UK & World News
BBC Crisis: Entwistle 'Wanted Even More Cash'
Former BBC boss George Entwistle wanted more than £450,000 as a pay-off when he quit in the wake of the Jimmy Savile and Lord McAlpine scandals, Lord Patten has revealed.
The BBC Trust chairman told MPs the outgoing director-general had demanded more than a year's salary when he walked away after just 54 days in charge.
There had already been incredulity that the corporation paid Mr Entwistle a year's salary and a string of other benefits when he was only contractually entitled to six months.
But appearing before the Culture, Media and Sport Committee, Lord Patten said he had tried to negotiate an even better package.
The peer repeated several times that the executive had wanted £450,000 "and more" but denied it was two years' or 18 months' salary and refused to give any further details.
And despite saying he wished Mr Entwistle had stuck to the £225,000 he was due under his contract, he defended him as a "decent man" who did not deserve to be "demolished".
The director-general finally resigned after the BBC was forced to pay £185,000 to Lord McAlpine after a Newsnight investigation wrongly implicated him in a child abuse scandal.
He had already come under fire for his handling of the Savile revelations and furore over the decision by Newsnight to axe its investigation into the Jim'll Fix It star.
It emerged last week that he walked away with his £450,000 year's salary, a year's private healthcare and tens of thousands of pounds for legal advice and to help handle the media.
Much of the committee session, where acting director-general Tim Davie also gave evidence, was devoted to the pay-off and Lord Patten's role.
Describing his conversation with Mr Entwistle before he stepped down, he told MPs he had said: "We are not urging you to go but we are not urging you to stay."
Lord Patten said that "absolutely and unequivocally" there had been no political pressure to get Mr Entwistle out of the job.
The executive had wanted to leave by "consensual termination" but wanted his pay for "12 months or more", the committee was told.
Lawyers had told Lord Patten that the BBC would be risking paying an extra £80,000 if they did not strike a deal, because of the likelihood of a constructive or unfair dismissal claim.
He said: "£450,000 is one hell of a lot of money.
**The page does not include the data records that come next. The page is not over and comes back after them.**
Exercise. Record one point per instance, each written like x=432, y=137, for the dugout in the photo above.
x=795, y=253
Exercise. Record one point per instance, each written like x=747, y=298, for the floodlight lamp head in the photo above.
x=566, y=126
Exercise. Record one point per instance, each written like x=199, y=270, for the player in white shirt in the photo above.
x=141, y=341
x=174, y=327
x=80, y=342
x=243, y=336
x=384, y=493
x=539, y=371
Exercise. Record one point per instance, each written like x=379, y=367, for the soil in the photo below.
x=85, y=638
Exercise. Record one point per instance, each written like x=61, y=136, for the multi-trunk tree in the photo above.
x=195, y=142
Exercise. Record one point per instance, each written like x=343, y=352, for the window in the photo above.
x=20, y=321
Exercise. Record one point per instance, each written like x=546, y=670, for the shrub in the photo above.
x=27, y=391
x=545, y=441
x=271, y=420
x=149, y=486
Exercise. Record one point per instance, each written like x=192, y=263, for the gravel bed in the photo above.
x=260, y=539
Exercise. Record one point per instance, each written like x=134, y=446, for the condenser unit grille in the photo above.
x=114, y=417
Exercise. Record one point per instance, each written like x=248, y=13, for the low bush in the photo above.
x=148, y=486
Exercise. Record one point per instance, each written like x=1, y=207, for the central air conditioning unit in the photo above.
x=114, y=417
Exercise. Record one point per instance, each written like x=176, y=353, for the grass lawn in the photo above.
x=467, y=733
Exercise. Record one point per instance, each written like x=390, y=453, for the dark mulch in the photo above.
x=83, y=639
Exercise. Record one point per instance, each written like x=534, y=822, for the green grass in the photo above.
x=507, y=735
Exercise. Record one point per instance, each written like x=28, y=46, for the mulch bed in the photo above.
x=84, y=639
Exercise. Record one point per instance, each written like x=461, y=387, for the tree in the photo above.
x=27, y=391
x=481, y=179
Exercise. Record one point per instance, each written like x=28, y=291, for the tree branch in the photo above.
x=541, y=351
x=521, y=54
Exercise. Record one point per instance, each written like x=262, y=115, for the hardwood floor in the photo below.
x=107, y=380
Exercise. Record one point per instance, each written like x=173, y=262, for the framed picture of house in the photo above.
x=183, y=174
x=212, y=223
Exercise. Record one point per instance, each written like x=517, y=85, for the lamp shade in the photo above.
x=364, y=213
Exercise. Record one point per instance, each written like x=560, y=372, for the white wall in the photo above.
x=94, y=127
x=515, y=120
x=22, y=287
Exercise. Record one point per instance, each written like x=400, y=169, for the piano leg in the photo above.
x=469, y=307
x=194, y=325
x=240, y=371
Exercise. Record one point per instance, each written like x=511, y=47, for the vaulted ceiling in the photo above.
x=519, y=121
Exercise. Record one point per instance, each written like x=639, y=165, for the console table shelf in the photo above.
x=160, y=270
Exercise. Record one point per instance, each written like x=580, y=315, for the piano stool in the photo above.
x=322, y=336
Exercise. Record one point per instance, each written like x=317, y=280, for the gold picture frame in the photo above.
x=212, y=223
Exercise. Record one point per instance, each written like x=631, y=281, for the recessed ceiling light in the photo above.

The idea that I did not understand how politically difficult it would be suggests a degree of political innocence on my part which I have to tell you does not exist, but the options I had were absolutely clear.
"We either had to deal with it quickly there and then, broadly speaking on the terms of 12 months - though that was less than we were asking for - or we had to go to constructive dismissal and constructive dismissal would have landed us with exactly the same amount of money, plus almost certainly another £80,000 of unfair dismissal."
He added that he had made sure the figure was "defensible" when he was taking advice from law firm Baker & McKenzie.
"Their agreement was not only is it defensible but it is better than any other course of action, unless we wanted the BBC to drift on without somebody at the top," he said.
MPs heard the money is not due to be paid until December and that the deal includes a "claw back" if the inquiries currently under way reveal any wrongdoing.
Nevertheless, Lord Patten said: "I do wish that his lawyers had counselled him strongly to accept £225,000, of course I do, because I think he does not deserve the damage to his reputation."
He distanced himself from the decision to appoint Mr Entwistle in the first place after a recruitment process that cost £186,000, stressing that it was a decision taken by the Trust as a whole.
"Pretty much everyone said at the time it was a very good choice," he said. "I think he was completely overwhelmed by Savile and all that came after it."
Both Lord Patten and Mr Davie were scathing about the botched Newsnight investigation into Lord McAlpine, branding it "shoddy" journalism and an "appalling editorial judgement".
The Pollard Review into the shelved Newsnight report on Savile is due next month but a second review into the wider culture at the BBC could take much longer.
Lord Patten said the BBC and licence fee-payers will have to "bear the costs" of the inquiries in the wake of the Savile scandal, "however much they are".
Legal costs in relation to the Pollard Review alone have already hit £200,000, the committee was told.